The first movement opens with a theme in the cellos accompanied by tremolos in the strings evoking a strong sense of Sturm und Drang. After the second theme provides a brief respite in the relative major, the music becomes turbulent as it transitions again. What follows is a very striking expositional coda which is a light, dancing theme featuring Lombard rhythms and scored for solo flute and first violin against a pizzicato bass. The development begins with a quirky coda theme in the remote key of D♭ major and then slowly works it up the scale until it reaches A major followed by another grand pause and then the theme is repeated again in the relative major of F major. From there, Haydn blurs the lines between development and recapitulation as he did in earlier minor key symphonies. The first theme reappears in D minor, but it still appears to be part of the development. By the time the second theme appears in the parallel major of D major, it is evident that this is indeed the recapitulation and the movement drives home with odd expositional coda theme finishing the movement off in the appropriate key of D major. Haydn does not mark the second half of this movement with repeat signs.

The lyrical second movement is in B♭ major and has little trace of the storminess of the opening movement, although there are some darker passages toward the end of the movement.

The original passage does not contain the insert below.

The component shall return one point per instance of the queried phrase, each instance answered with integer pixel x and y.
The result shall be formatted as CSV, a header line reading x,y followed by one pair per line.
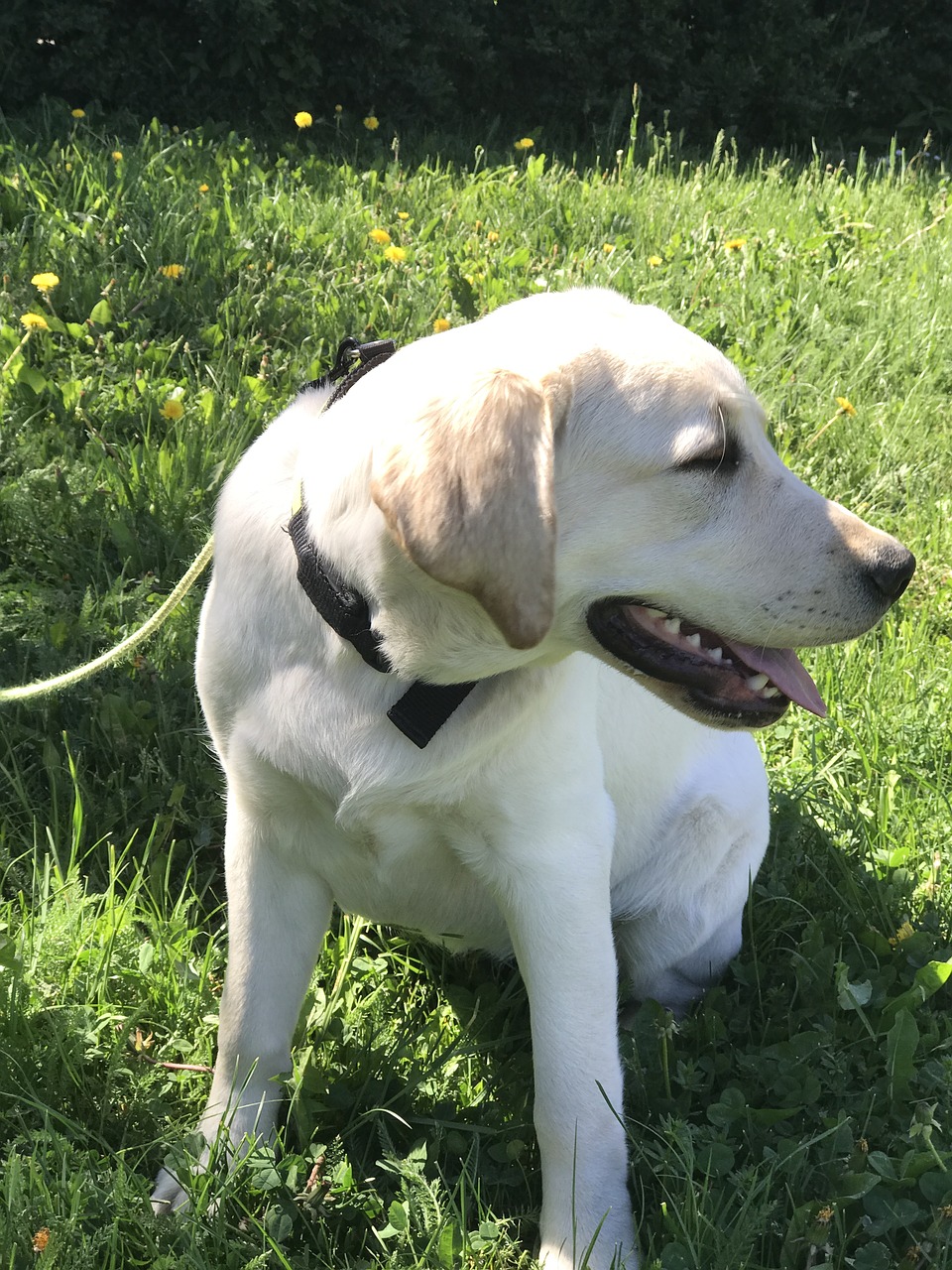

The third movement returns to D minor with some emphasis on F major, like in the first movement. The trio is in D major and uses a derivative (almost the reverse) of the Gregorian incipit lamentatio melody previously used in his 26th symphony "Lamentatione".

The finale is a sonata form in D major, with both halves marked for repeat. There is a lot of syncopation throughout the movement, particularly amongst the strings where the first violins play an eighth-note ahead of the second violins and the rest of the orchestra. The last movement contains very little negative melodies and ends with a passage similar to that he used to end his Symphony No. 84 in E♭.